2. The current command value adjustment unit is, An adjustment value setting unit sets an adjustment value based on the torque command value, the rotation detection value, and the DC voltage value, An adder / subtractor that adds or subtracts the adjustment value from the current command value. Equipped with The power converter control device according to claim 1, characterized in that it is a power converter control device.
3. The system includes a storage unit that stores an adjustment value map showing the relationship between the torque command value, the rotation detection value, the DC voltage value, and the adjustment value.
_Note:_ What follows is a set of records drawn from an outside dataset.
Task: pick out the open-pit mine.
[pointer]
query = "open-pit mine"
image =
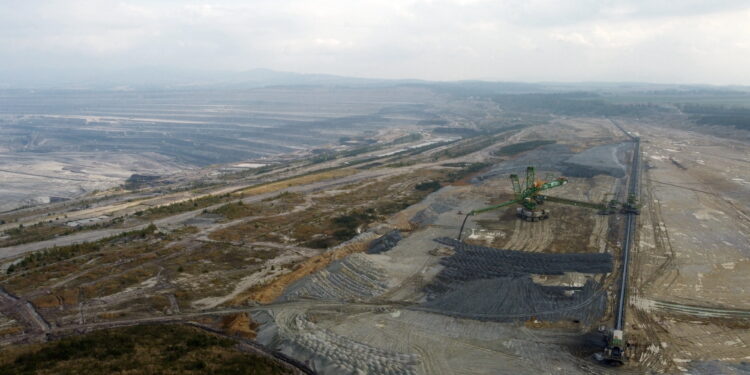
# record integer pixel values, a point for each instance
(405, 231)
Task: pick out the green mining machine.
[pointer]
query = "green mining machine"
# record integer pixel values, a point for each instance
(529, 196)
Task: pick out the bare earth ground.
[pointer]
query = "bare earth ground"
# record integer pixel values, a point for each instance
(341, 310)
(691, 291)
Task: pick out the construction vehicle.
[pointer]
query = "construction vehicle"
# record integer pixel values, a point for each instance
(529, 196)
(631, 206)
(614, 353)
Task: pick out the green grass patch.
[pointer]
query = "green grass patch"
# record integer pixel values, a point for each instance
(167, 349)
(56, 254)
(518, 148)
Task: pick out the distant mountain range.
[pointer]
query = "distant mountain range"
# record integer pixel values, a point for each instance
(145, 78)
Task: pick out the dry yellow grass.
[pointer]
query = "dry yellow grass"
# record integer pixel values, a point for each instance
(302, 180)
(269, 292)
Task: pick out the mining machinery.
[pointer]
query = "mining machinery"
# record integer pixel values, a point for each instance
(528, 194)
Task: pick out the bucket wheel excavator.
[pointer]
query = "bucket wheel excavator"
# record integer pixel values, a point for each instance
(528, 194)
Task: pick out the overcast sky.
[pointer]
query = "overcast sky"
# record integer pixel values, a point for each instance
(670, 41)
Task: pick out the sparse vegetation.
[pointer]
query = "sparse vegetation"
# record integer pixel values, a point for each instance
(180, 207)
(518, 148)
(56, 254)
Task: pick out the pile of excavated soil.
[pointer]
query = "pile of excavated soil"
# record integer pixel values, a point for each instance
(385, 243)
(606, 159)
(350, 279)
(492, 284)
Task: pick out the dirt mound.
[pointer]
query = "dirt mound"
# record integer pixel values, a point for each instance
(239, 325)
(385, 243)
(350, 279)
(492, 284)
(271, 291)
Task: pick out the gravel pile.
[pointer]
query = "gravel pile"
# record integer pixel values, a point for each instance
(605, 159)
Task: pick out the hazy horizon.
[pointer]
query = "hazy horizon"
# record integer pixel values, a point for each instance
(690, 42)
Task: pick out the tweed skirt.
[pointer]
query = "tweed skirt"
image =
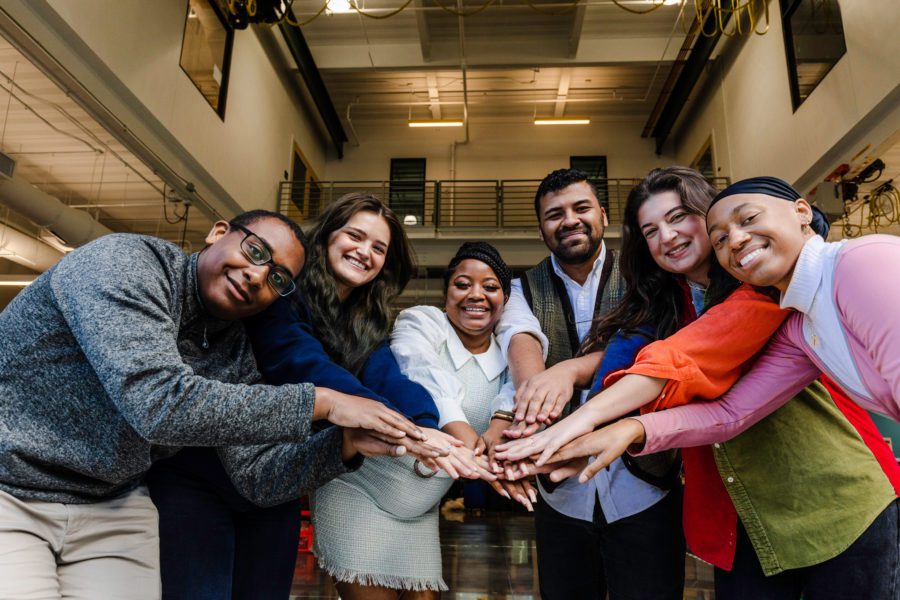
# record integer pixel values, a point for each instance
(378, 526)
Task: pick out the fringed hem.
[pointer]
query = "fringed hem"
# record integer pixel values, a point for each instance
(389, 581)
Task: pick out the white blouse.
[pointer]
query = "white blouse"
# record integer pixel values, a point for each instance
(421, 334)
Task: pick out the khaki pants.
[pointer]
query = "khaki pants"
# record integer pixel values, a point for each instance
(101, 551)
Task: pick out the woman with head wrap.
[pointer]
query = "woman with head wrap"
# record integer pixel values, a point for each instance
(377, 529)
(810, 483)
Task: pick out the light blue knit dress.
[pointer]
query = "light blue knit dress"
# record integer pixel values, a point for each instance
(379, 525)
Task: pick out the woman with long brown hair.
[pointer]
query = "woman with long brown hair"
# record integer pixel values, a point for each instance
(234, 535)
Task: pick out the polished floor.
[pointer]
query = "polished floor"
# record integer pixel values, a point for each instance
(489, 556)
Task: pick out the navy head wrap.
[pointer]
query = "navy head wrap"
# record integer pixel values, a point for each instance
(485, 253)
(777, 188)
The adjustment value setting unit sets the adjustment value based on the adjustment value map. The power converter control device according to claim 2, characterized in that it is as described above.
4. The storage unit stores a maximum torque / current control adjustment value map as the adjustment value map used when performing maximum torque / current control on the motor. The adjustment value setting unit sets the adjustment value based on the adjustment value map for maximum torque / current control when performing maximum torque / current control on the motor. The power converter control device according to claim 3, characterized in that it is a power converter control device.
5. The storage unit stores an adjustment value map for strengthening magnetic field control as the adjustment value map used when performing strengthening magnetic field control on the motor. The adjustment value setting unit sets the adjustment value based on the adjustment value map for strengthening magnetic field control when performing the strengthening magnetic field control on the motor. The power converter control device according to claim 3 or 4, characterized in that it is a power converter control device.
6. The magnetic flux command value generation unit is: The magnetic flux command value is determined using the magnetic flux feedback value calculated based on the state of the motor. A power converter control device according to any one of claims 1 to 4.
7. A power conversion device comprising the power converter and the power converter control device according to any one of claims 1 to 4.